Edit (after commments by Nate et. al.): The above proof used as the following definition of completeness: Every decreasing sequence of nonempty closed sets withvanishing diameter has nonempty intersection.

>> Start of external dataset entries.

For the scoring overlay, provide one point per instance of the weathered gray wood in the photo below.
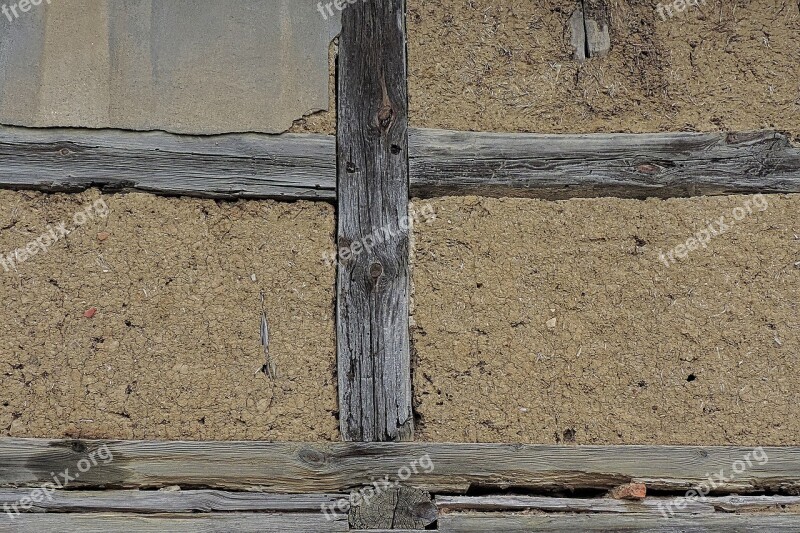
(396, 508)
(442, 163)
(557, 167)
(574, 505)
(754, 503)
(202, 523)
(162, 501)
(446, 468)
(589, 30)
(650, 505)
(605, 523)
(288, 166)
(373, 278)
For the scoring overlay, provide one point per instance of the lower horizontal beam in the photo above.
(437, 468)
(299, 166)
(526, 523)
(198, 523)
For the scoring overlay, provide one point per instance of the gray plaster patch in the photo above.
(185, 66)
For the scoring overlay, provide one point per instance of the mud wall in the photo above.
(145, 323)
(561, 322)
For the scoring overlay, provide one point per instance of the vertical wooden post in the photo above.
(372, 235)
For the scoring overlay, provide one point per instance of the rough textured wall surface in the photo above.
(173, 348)
(506, 65)
(548, 322)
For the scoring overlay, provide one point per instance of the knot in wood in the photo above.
(385, 116)
(312, 457)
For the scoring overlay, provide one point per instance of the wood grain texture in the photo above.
(397, 508)
(201, 523)
(557, 167)
(373, 276)
(605, 523)
(288, 166)
(650, 505)
(166, 501)
(341, 467)
(295, 166)
(565, 505)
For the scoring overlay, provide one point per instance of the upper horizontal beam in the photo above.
(300, 166)
(339, 467)
(297, 166)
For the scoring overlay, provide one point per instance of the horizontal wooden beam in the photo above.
(603, 523)
(299, 166)
(557, 167)
(169, 501)
(650, 505)
(200, 523)
(438, 468)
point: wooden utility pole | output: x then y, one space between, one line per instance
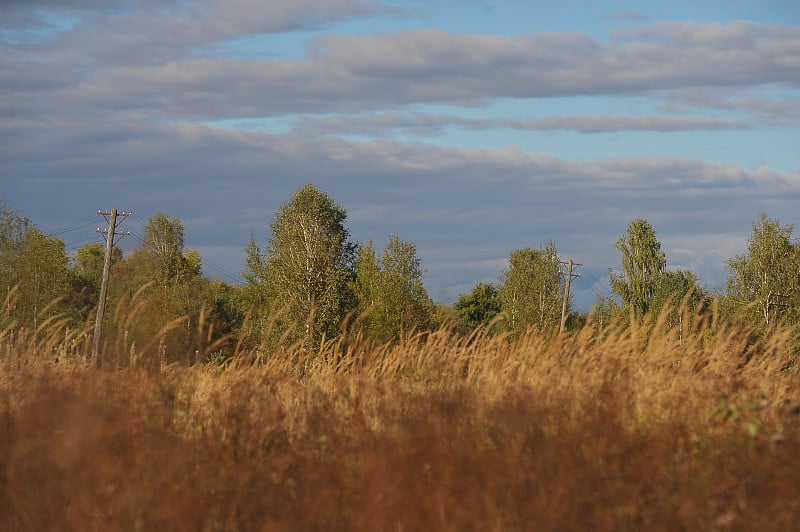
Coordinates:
101 304
570 275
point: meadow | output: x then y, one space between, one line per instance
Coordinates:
643 427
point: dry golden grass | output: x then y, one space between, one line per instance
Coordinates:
642 428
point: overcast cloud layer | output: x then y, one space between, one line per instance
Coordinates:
468 143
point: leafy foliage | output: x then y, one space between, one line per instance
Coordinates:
390 291
765 281
531 291
309 263
643 264
478 308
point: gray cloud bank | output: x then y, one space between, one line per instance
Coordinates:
104 107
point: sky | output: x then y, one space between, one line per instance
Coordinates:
469 128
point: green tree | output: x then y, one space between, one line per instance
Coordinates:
163 251
86 275
643 264
34 264
391 290
309 262
765 281
478 308
531 292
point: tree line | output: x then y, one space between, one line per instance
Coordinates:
308 282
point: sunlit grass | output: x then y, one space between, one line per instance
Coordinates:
630 428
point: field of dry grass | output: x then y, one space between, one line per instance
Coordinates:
640 429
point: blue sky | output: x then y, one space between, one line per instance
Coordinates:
470 128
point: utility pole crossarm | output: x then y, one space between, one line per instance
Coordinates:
564 304
111 217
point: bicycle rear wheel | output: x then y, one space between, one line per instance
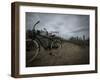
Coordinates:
33 51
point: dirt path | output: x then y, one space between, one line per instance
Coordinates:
69 54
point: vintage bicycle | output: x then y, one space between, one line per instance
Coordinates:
36 40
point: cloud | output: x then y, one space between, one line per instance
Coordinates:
66 24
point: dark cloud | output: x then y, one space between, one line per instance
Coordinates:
66 24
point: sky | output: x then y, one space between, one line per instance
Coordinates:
68 25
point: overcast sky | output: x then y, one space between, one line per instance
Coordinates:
67 25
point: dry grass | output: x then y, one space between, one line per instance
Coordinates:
69 54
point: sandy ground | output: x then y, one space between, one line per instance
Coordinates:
69 54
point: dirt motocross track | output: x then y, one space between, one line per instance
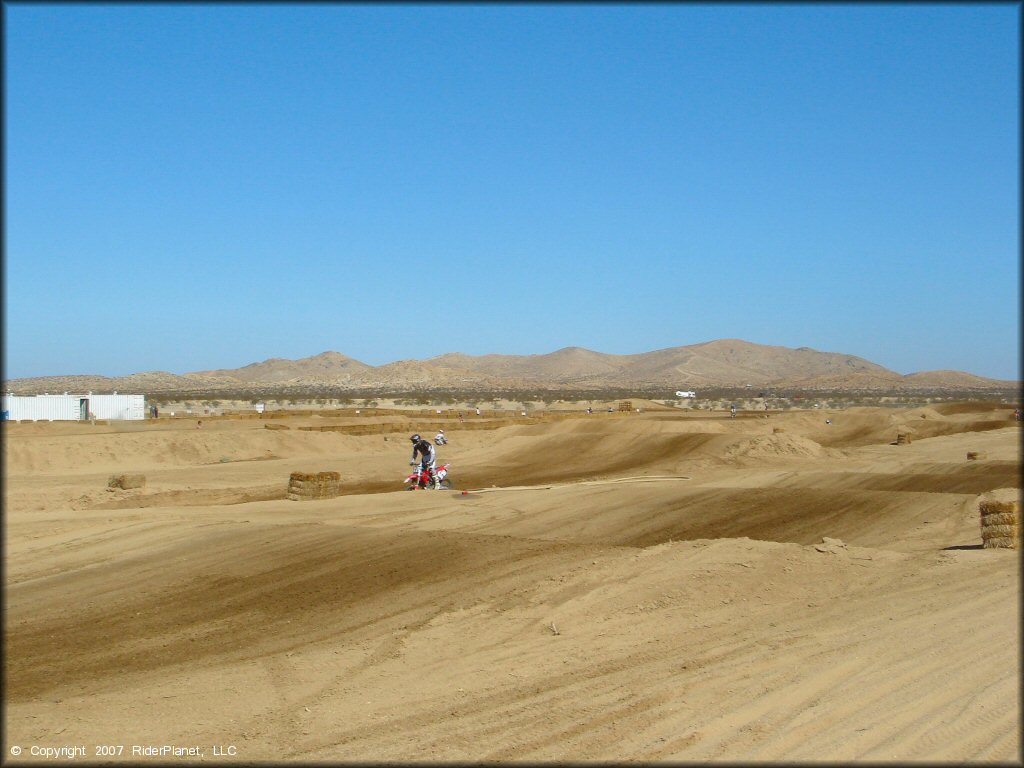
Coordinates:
656 586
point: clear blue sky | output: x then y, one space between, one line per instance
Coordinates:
198 186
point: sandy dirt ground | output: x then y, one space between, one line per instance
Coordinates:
655 586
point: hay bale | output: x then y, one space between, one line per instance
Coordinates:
999 512
126 481
1001 544
309 485
999 518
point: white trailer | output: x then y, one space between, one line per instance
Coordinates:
74 407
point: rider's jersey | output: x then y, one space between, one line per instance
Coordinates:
425 449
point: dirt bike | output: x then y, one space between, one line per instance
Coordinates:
420 479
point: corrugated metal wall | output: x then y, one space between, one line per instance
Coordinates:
124 407
69 407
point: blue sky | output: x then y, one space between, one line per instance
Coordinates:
199 185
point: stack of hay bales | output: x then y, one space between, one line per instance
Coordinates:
999 512
304 486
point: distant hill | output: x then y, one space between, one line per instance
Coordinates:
727 363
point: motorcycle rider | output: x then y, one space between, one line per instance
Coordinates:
428 459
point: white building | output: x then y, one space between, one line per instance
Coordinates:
74 407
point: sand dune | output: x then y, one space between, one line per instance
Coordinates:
641 587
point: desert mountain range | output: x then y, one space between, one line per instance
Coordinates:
727 363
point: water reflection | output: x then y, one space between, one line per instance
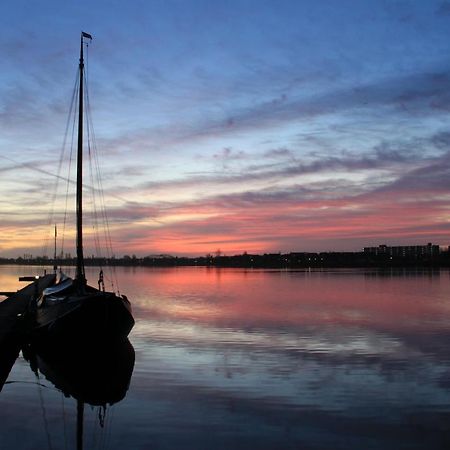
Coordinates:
239 359
97 376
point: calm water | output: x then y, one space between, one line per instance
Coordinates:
242 359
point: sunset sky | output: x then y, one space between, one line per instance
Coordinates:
258 126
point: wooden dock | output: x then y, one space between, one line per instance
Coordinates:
10 310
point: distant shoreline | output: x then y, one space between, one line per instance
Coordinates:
270 261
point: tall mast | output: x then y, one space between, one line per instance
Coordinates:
80 275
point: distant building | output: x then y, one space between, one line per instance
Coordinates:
405 251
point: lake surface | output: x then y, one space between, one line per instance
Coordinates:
254 359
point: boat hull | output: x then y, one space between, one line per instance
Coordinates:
95 316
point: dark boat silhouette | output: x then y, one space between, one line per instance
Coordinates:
71 309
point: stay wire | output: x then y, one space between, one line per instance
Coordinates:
51 214
101 209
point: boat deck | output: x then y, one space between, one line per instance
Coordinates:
10 308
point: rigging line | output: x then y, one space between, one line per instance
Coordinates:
69 182
61 159
105 228
95 220
109 425
93 196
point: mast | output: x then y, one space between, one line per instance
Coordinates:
80 275
55 267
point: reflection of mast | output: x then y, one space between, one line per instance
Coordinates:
80 416
54 254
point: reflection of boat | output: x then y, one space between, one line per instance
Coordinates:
96 376
71 309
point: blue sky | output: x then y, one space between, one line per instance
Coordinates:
240 125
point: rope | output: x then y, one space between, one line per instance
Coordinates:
99 209
51 214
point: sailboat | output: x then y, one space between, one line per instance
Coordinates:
71 309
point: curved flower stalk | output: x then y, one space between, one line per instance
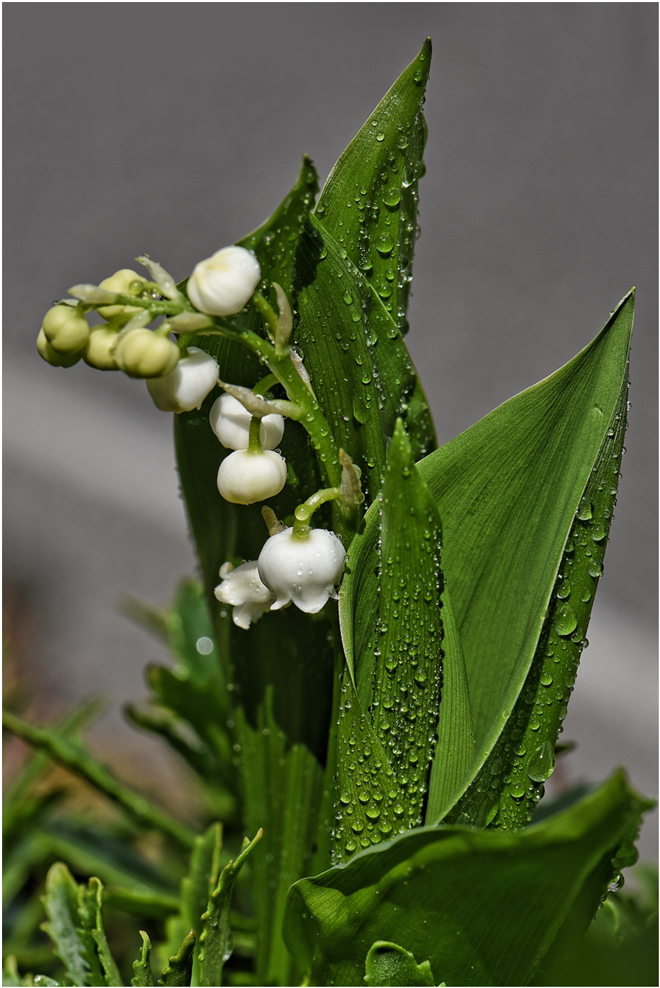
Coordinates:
230 421
242 588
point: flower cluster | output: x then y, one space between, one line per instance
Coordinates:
298 564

The same construction also works with the definition Every Cauchy sequence converges.

In fact, the sequence $(y_n)_{n\in\mathbb N}$ with $y_n:=x_{m_n}$ as constructed above is Cauchy: By $(1)$ there exists $a\in A_{n+1}$ such that $d(y_{n+1},a)<2^{-(n+1)}$. On the other hand, $(3)$ and $(2)$ imply $d(y_n,a)\le 2r_{n+1}=2d(y_n,A_n)<2\cdot2^{-n}$ for this $a$. Consequently, $d(y_n,y_{n+1})<\frac5{2^{n+1}}$, which leads to $d(y_n,y_m)< \frac5{2^n}$ for $m>n$. Hence $y=\lim_{n\to\infty}y_n$ exists and from $d(y_n,E)\le d(y_n,A_n)\to 0$ we conclude $d(y,E)=0$ and by closedness $y\in E$ as required.


Edit: After a night of good sleep, the construction can be simplified (no cases, work directly with Cauchy sequences): Let $(x_n)_{n\in \mathbb N}$ be a dense sequence. Given a closed non-empty set $E$, define $f(E)$ as follows: Let $m_0=\min\{n\in \mathbb N\mid d(x_n,E)<1\}$ and $y_0=x_{m_0}$. Extend this recursively to a sequence $(y_n)_{n\in\mathbb N}$ with the properties $$\tag4d(y_n,y_{n+1})<2^{1-n}$$ and $$\tag5d(y_n,E)<2^{-n}.$$ To achieve this note that $d(y_n,E)<2^{-n}$ implies that the set $C_n=\{a\in E\mid d(y_n,a)<2^{-n}\}$ is nonempty, hence the union of open balls $U_n=\bigcup_{a\in C_n} B(a,2^{-1-n}\}$ is a nonempty open set. Let $m_{n+1}=\min\{n\in\mathbb N\mid x_n \in U_n\}$ and set $y_{n+1}=x_{m_{n+1}}$. From $y_{n+1}\in U_n$ we conclude that there exists $a\in C_n$ with $d(y_{n+1},a)<2^{-(n+1)}$. But for any such $a$ we see from $a\in C_n\subseteq E$ that $d(y_{n+1},A)<2^{-(n+1)}$ and $d(y_n,y_{n+1})\le d(y_n,a)+d(y_{n+1},a)<2^{-n}+2^{-(n+1)}<2^{1-n}$. Hence we can construct our sequence $(y_n)$ recursively such that $(1)$ and $(2)$ hold. By $(4)$ and the triangle inequality, it is a Cauchy sequence, hence has a limit $y$. From $(5)$ we conclude that $d(y,E)=0$, hence $y\in E$ because $E is closed.